Inflektive stellen, so Androutsopoulos (2003), eine Handlungs- und Zustandsbeschreibung dar. Gekoppelt sind sie meist mit Abkürzungen (Akronymen) und Anglizismen. Das Beispiel *lol* (laughing out loud) soll lautes Lachen ausdrücken. Auch *rofl* (rolling on the floor laughing) kommt aus dem Englischen und beinhaltet ein Akronym. Ein wichtiger Hinweis auf solche Inflektive sind die Sternchen, die ankündigen, dass eine Handlung folgt. So kann man eigentlich jeden momentanen Gemütszustand oder jede virtuelle Aktion andeuten. Dies geht von *grins* und *freu* über *knuddel* (Schlobinski, 2001) zu *Tartagura kriecht durch den Raum und begrüßt mal alle Anwesenden* (Wirth, 2005, S. 82).

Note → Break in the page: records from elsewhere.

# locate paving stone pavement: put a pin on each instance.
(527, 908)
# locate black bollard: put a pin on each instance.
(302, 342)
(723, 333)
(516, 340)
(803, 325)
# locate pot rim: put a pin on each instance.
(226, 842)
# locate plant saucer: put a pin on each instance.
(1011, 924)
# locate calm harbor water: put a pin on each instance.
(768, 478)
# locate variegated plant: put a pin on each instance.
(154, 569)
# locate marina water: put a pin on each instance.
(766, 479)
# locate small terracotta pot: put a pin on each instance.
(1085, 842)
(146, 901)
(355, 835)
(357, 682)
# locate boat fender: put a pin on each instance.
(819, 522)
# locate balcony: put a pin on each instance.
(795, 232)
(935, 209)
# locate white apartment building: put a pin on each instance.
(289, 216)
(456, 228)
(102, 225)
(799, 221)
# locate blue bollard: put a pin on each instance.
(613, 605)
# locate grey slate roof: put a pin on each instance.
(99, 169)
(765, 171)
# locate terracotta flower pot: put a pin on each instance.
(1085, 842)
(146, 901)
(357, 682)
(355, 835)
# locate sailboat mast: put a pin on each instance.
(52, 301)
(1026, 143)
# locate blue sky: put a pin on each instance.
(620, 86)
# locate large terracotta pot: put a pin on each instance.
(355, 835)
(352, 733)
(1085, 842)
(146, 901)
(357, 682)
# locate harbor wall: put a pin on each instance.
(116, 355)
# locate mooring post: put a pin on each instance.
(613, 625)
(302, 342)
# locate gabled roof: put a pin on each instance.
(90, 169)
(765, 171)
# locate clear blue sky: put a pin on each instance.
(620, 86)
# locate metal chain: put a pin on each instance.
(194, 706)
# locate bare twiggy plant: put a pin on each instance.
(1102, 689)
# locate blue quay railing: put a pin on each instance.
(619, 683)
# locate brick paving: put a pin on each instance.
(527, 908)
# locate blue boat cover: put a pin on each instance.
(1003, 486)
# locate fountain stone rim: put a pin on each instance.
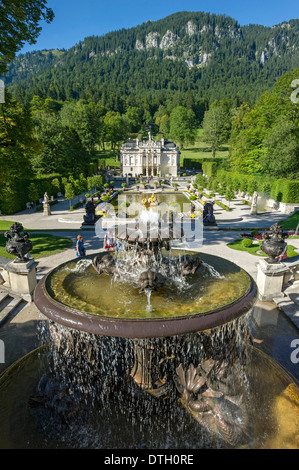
(136, 328)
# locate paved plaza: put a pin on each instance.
(25, 325)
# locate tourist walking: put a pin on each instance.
(109, 241)
(80, 249)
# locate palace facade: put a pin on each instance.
(150, 158)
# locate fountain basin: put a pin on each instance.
(61, 308)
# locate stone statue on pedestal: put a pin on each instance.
(18, 242)
(46, 204)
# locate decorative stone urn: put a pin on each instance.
(274, 244)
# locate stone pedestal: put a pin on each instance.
(21, 277)
(270, 280)
(47, 209)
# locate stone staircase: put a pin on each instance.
(10, 305)
(289, 303)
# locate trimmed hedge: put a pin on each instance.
(281, 190)
(15, 194)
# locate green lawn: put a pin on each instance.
(291, 223)
(201, 149)
(108, 156)
(43, 245)
(256, 250)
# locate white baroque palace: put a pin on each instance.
(150, 158)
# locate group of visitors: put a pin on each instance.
(109, 244)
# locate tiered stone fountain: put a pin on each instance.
(154, 343)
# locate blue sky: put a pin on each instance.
(77, 19)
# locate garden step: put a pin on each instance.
(14, 305)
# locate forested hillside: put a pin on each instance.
(210, 55)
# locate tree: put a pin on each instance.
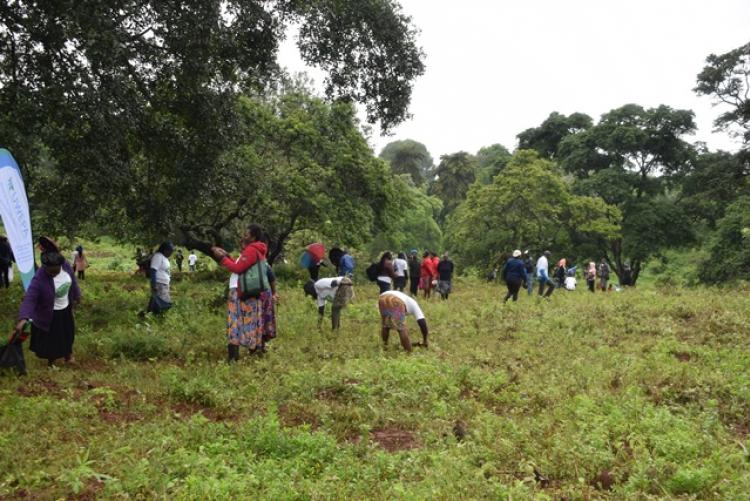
(630, 158)
(139, 97)
(528, 205)
(453, 177)
(546, 138)
(409, 157)
(726, 77)
(490, 161)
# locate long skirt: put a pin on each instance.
(250, 322)
(58, 341)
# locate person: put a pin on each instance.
(385, 272)
(542, 266)
(427, 271)
(160, 277)
(570, 280)
(346, 265)
(627, 276)
(80, 263)
(6, 261)
(250, 321)
(591, 276)
(400, 267)
(445, 276)
(179, 258)
(603, 274)
(414, 270)
(529, 265)
(514, 274)
(340, 290)
(48, 304)
(393, 307)
(560, 273)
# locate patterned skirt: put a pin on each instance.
(250, 322)
(392, 312)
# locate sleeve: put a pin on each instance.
(248, 258)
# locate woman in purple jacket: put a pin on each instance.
(48, 304)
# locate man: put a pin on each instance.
(414, 265)
(542, 274)
(528, 263)
(339, 290)
(603, 274)
(445, 276)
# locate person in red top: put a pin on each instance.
(427, 273)
(251, 321)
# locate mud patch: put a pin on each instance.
(393, 439)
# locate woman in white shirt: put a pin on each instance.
(161, 299)
(394, 306)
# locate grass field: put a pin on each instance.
(634, 395)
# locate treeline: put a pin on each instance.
(626, 188)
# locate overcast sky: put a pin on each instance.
(495, 68)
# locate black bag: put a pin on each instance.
(11, 356)
(372, 272)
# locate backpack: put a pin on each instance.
(253, 281)
(372, 272)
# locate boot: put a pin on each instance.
(233, 353)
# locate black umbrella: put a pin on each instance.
(11, 355)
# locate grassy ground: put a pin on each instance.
(641, 394)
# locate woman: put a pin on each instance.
(386, 273)
(591, 276)
(80, 263)
(48, 304)
(160, 276)
(514, 274)
(251, 321)
(427, 271)
(393, 307)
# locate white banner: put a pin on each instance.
(14, 209)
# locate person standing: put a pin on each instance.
(400, 267)
(445, 276)
(603, 274)
(249, 321)
(160, 275)
(414, 265)
(528, 263)
(514, 274)
(591, 276)
(48, 305)
(6, 261)
(542, 270)
(192, 260)
(179, 258)
(394, 306)
(80, 263)
(386, 273)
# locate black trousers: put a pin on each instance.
(513, 287)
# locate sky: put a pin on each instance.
(498, 67)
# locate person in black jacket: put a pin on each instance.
(514, 274)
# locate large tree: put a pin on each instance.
(631, 158)
(121, 103)
(409, 157)
(726, 77)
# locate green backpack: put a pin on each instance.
(254, 280)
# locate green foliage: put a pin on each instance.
(409, 157)
(528, 205)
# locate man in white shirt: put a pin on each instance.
(394, 306)
(542, 269)
(339, 290)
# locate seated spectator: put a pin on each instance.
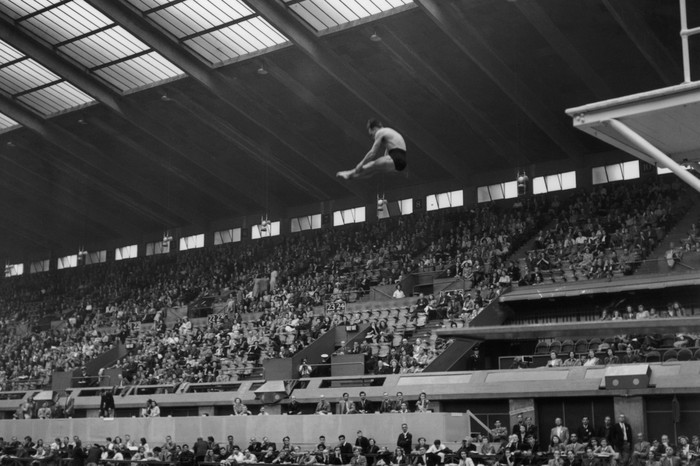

Inflektive können somit als kreativer Umgang mit den Einschränkungen des Mediums verstanden werden und „kompensieren das Fehlen der para- und nonverbalen Ebene“ (Beißwenger, 2000, zitiert nach Androutsopoulos 2003, S.187). Eine virtuelle Interaktion mit dem Kommunikationspartner, die über die reine verbale Kommunikation hinaus geht, wird ermöglicht.
Für die informelle Kommunikation im Internet bildete sich eine Vorherrschaft von bestimmten rhetorischen Stilmitteln heraus.
Grapheme oder, wie Tuor (2009) beschreibt, Graphem-Phonem-Kombinationen, spielen mit der Aussprache von Wörtern. Die orthografische Richtigkeit leidet hier zugunsten einer verkürzten Form. Im Englischen wird meist der Gleichklang von einzelnen Buchstaben mit Wörtern ausgenutzt, Beispiele sind „u“ für „you“ oder „c“ für „see“, woraus sich der berühmte Abschiedsgruß „cu“ zusammensetzt.
Im Deutschen werden Zahlen anstelle von Buchstaben gesetzt (beispielsweise: „Gute N8!“) oder die Schreibweise wird zugunsten der klanglichen Ähnlichkeit völlig verändert, wie bei „häppi börsdei“ (Tuor, 2009, S. 104).
Durch die Iteration, die Wiederholung von Buchstaben, können technisch bedingte Defizite ausgeglichen werden, indem die Sprechweise schriftlich nachgeahmt wird. Das Singen ist hier eine äußerst offensichtliche Form wie das Ausschreiben des Geburtstagslieds „Happy Birthday“ beweist: „HAPPY BIRTHDAY TO YOUUU! HAPPY BIRTHDAY TO YOUUUUUUUU
HAPPY BIRTHDAY. DEAR [...]! HAPPY BIRTHDAY TOOOOOOO YOUUUUUUUUUUU!” (ebd., S. 105).
In den oben genannten Beispielen wird auch der Einfluss des Englischen auf die Sprache im Internet sichtbar. Es entsteht ein Mix aus Deutsch und Englisch. Hierbei etablierten sich bereits Standardfloskeln wie „cu“ oder das bereits erwähnte „lol“. Teilweise dürften sich die Anwender gerade bei Akronymen aber nicht unbedingt über den wortwörtlichen Gehalt der Abkürzung, sondern nur ihrer übertragenen Bedeutung im Klaren sein. Hierbei stellt sich unweigerlich die Frage, wo der digitale Buchstabengeiz herrührt.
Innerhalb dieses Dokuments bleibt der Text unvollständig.